“Let Maryland be foremost in the train To hail the muses to her happy shore— Let feats of science rise from ev'ry plain, And like the sun, her central radiance pour, To thee, great WASHINGTON! thy country's boast.”
Ode to Education. 1788. Samuel Knox, Headmaster of the Bladensburg Academy
George Washington House, Port O' Bladensburg, 1977.
A spirit of optimism, evident in this Ode to Education, pervaded America after it won the war for independence from Great Britain in 1783. Despite its decline as a tobacco port, Bladensburg experienced a rebirth and prospered in the more diversified economy of the new nation. Independence spurred entrepreneurs to invest in local enterprises: turnpikes, mills, factories and large plantations.
For the residents of Bladensburg, there were many outlets for entertainment and refreshment.
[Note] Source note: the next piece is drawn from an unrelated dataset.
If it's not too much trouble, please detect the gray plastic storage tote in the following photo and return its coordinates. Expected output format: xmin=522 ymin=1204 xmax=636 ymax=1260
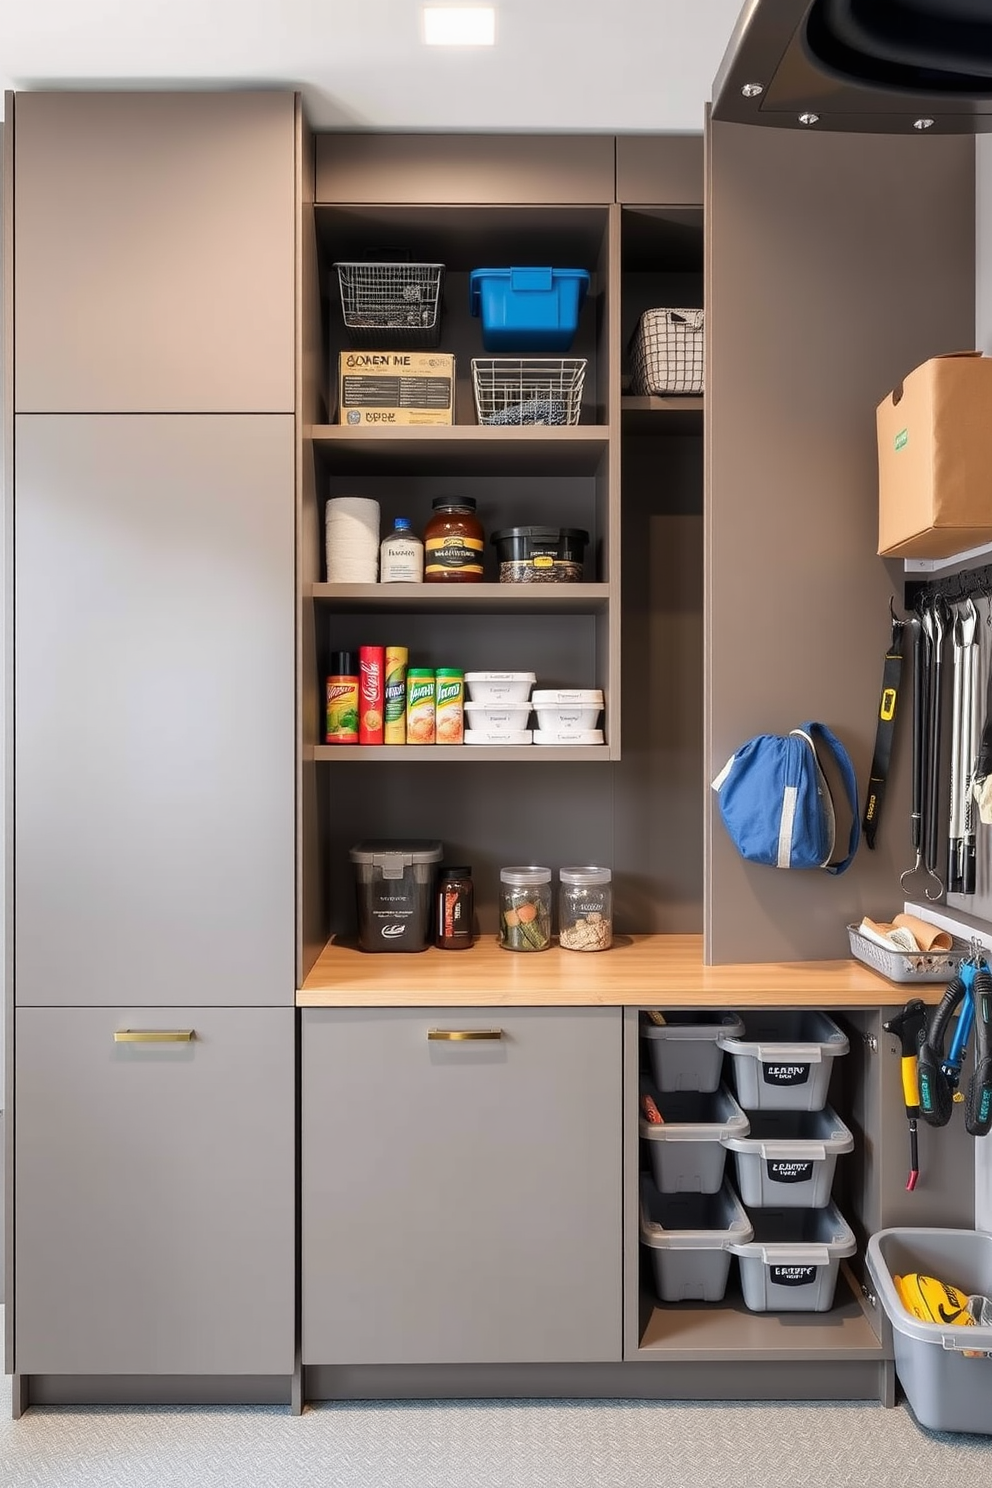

A local jockey club organized horse races, while hot-air balloon demonstrations by local lawyer and tavern keeper, Peter Carnes, gained national attention. A mineral spring known as the Spa attracted those seeking its benefits. On a more serious note, the establishment of the Bladensburg Academy was a point of pride, and its headmaster became a national spokesman for educational reform.
The Subscribers to the Bladensburg Jockey Club, are desired to meet at Twleve O’Clock , on Friday the 4th of July at the new Tavern in Bladensburg. Dinner will be on the Table at Three.